Você pode querer o bem de pessoas que trocaram de sexo sem sentir atração sexual por elas. Argumentar – mesmo que por vias transversas – que rejeição é uma expressão de transfobia é absurdo. Não sei o quanto isso já está instaurado no Brasil, mas o papo de que não se sentir atraído por pessoas gordas é gordofobia já surgiu na mídia lacradora americana faz tempo. E é tão bizarro quanto: em tese, se você não for uma pessoa ruim e preconceituosa, tem que se sentir atraído por qualquer formato de corpo possível.

Não se sentir atraído, na opinião de quem defende esse argumento, é apenas uma expressão de preconceito. Como se você não soubesse o que quer, apenas estivesse se limitando por pressão social externa. E aí, vão surgindo os bizarros argumentos racionais pela atratividade. No exemplo do texto em questão, tem o da popularidade da pornografia com transexuais. E é verdade que tem muita gente que gosta de ver. Agora, isso quer dizer que todo mundo quer fazer na prática? Acho que é importante dizer para isso as novas gerações: pornografia não é vida real. É uma versão exagerada e muitas vezes estilizada dos desejos sexuais humanos.

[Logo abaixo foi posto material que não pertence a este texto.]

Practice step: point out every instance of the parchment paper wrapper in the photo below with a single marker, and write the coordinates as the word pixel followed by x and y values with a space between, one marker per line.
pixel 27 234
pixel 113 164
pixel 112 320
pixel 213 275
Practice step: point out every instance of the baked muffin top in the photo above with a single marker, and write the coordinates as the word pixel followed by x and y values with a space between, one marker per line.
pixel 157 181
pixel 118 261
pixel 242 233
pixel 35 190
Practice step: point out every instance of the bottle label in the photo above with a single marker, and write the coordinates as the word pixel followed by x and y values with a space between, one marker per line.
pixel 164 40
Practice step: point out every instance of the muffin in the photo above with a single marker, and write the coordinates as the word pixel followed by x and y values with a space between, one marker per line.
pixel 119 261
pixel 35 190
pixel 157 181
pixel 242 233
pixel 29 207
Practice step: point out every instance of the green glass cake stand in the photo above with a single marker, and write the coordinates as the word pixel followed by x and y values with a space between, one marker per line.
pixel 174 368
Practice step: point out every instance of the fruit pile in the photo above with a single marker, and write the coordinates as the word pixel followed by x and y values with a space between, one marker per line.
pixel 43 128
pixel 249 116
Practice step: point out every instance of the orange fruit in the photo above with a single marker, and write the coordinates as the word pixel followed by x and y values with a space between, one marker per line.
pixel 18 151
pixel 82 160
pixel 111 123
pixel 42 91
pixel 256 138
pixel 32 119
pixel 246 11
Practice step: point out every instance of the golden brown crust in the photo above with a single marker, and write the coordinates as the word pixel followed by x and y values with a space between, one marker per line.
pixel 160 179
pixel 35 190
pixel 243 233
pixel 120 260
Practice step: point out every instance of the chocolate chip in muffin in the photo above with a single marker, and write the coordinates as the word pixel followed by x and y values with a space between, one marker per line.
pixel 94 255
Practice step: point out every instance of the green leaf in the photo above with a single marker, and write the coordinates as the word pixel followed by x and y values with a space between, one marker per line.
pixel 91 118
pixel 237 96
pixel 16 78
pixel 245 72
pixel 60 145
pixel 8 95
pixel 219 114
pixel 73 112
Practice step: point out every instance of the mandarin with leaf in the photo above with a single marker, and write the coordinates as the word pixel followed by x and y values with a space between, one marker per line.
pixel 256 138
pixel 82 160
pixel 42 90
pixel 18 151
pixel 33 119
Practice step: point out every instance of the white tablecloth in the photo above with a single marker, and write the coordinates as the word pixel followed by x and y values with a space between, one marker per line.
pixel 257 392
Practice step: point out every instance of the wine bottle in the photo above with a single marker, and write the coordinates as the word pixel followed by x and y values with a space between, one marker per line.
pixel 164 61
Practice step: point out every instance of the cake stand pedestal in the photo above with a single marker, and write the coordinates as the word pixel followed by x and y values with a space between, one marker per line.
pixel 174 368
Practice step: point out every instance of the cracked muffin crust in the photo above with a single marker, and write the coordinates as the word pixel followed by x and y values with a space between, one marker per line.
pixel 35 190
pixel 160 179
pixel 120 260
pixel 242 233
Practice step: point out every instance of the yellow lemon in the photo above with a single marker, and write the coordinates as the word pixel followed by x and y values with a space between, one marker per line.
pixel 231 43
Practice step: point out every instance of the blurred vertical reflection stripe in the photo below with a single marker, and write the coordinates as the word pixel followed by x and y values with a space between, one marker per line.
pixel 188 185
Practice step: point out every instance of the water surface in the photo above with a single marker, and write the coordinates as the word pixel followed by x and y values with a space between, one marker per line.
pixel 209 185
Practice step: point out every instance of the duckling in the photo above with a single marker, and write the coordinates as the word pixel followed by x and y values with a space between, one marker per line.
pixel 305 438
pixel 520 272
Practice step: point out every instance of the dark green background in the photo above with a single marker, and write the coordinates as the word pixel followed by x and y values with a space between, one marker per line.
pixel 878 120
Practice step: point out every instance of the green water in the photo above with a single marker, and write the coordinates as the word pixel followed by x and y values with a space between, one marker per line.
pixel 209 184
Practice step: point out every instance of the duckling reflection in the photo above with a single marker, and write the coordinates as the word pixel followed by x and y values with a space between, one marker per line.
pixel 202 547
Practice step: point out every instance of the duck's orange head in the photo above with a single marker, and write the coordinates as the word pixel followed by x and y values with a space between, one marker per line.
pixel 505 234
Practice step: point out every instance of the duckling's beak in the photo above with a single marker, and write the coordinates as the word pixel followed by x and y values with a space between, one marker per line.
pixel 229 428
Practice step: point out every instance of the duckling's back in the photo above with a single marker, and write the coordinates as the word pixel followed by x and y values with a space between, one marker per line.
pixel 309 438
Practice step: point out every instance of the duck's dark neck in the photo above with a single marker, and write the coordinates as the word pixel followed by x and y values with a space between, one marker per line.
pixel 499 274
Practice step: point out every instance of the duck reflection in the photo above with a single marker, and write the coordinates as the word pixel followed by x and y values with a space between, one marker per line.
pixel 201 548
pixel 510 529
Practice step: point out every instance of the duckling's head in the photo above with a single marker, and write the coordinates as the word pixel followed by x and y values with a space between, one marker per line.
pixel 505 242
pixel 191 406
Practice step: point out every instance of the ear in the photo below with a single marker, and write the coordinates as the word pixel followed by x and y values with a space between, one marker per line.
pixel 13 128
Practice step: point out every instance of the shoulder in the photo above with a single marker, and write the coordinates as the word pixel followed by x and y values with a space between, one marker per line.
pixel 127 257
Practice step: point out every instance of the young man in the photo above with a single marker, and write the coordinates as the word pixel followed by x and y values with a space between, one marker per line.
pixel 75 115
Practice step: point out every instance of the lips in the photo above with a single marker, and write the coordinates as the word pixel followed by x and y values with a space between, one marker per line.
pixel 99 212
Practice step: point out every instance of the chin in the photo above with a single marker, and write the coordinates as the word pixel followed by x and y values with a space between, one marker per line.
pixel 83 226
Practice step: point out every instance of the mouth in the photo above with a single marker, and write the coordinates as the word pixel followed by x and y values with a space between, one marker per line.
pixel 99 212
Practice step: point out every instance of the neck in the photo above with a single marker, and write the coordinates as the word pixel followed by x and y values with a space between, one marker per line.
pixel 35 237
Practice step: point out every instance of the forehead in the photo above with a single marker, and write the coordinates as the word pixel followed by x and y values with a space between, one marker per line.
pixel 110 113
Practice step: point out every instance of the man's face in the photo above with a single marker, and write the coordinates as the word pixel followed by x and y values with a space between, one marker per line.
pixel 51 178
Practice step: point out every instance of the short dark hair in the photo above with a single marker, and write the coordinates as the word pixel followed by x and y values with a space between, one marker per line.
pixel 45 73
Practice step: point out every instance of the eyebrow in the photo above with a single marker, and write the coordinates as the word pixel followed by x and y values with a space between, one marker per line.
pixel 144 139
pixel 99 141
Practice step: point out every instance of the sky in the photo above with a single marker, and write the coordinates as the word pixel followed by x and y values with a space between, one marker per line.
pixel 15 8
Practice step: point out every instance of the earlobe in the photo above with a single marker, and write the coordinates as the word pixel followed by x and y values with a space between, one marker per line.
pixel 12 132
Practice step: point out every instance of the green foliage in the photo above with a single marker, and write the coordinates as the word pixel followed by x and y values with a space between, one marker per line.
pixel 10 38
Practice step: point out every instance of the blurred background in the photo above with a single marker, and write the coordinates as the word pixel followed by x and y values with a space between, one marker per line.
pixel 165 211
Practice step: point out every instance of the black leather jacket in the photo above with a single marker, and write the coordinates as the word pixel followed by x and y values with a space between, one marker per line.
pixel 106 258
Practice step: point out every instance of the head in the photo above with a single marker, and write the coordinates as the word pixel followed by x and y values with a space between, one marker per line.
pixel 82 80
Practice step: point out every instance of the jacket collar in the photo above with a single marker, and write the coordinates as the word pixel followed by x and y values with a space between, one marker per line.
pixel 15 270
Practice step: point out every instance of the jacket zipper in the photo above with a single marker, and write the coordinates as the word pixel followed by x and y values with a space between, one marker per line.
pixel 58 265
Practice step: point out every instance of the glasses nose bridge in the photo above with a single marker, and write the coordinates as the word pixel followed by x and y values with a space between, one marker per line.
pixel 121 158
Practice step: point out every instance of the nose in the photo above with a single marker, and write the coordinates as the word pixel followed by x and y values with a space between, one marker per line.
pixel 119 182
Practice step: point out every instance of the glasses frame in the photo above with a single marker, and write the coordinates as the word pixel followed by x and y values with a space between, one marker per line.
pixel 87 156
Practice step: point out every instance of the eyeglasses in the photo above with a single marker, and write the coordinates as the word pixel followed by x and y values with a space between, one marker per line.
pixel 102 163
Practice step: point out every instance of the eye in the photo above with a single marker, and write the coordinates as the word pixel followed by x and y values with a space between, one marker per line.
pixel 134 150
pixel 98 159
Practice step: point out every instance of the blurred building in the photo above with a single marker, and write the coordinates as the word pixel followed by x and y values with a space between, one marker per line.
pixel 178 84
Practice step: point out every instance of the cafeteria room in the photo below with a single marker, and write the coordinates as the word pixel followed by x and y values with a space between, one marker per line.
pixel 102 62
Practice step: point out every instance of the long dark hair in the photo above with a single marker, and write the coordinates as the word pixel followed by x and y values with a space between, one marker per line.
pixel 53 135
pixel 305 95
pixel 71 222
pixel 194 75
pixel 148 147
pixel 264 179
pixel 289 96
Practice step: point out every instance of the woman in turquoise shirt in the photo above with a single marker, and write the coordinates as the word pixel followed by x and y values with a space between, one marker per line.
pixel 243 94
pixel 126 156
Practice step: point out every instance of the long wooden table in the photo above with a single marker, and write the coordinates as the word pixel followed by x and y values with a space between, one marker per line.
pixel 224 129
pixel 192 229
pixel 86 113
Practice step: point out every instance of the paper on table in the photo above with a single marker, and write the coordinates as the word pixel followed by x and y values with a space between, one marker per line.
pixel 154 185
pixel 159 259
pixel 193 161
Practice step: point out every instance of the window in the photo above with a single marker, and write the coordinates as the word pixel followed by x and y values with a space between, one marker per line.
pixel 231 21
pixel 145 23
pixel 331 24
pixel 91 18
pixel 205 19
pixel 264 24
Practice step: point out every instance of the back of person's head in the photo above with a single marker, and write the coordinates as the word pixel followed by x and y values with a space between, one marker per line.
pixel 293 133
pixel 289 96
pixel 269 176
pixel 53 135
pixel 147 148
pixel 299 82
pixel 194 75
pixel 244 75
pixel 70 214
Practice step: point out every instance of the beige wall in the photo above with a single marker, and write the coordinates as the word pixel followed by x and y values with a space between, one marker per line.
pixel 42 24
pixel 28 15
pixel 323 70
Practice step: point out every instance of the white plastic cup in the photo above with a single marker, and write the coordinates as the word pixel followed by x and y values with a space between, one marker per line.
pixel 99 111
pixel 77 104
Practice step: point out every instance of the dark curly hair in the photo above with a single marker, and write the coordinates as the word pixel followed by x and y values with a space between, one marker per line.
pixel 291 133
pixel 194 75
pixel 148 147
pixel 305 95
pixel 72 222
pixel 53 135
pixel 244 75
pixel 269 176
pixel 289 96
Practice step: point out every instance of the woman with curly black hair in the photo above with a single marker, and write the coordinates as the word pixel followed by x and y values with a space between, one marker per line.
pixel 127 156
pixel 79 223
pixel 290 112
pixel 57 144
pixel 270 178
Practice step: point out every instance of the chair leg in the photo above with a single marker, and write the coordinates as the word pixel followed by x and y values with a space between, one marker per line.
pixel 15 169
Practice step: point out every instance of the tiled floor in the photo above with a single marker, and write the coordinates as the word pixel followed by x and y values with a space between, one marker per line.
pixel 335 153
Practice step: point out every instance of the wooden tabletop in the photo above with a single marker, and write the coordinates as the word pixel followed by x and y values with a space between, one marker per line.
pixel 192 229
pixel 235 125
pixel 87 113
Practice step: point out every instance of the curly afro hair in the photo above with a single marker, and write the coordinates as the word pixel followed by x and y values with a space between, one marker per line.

Mesmo que um cidadão assista filmes pornôs com transexuais, isso não quer dizer que ele queira ter uma relação amorosa com um transexual. Essa conexão não pode ser feita em nenhuma categoria de pornografia, o que é fantasia e o que é desejo prático podem ser bem diferentes na vida real. Começo a desconfiar que gente que passou a vida toda na internet já esteja tendo dificuldades de separar as coisas. Não sei quanto a vocês, mas mesmo que eventualmente pareça divertido, eu não queria a vida sexual de um ator pornô pra mim. Na prática seria cansativo e provavelmente repetitivo. E com certeza com muita coisa ruim e perigosa que a câmera não pega.

Falar sobre a popularidade da pornografia trans é tentar racionalizar atração. São coisas que não se misturam. Atração existe como existe, e não pode ser forçada. E agora a gente entra na parte mais escrota: não tem boa vontade que faça uma pessoa que está vendo um homem de peruca achar que aquilo é uma mulher. Infelizmente, alguns transexuais realmente não conseguem entregar um pacote feminino o suficiente para ligar a atração de quem gosta de mulher. E, infelizmente, algumas transexuais não conseguem ser masculinas o suficiente para atrair quem gosta de homem.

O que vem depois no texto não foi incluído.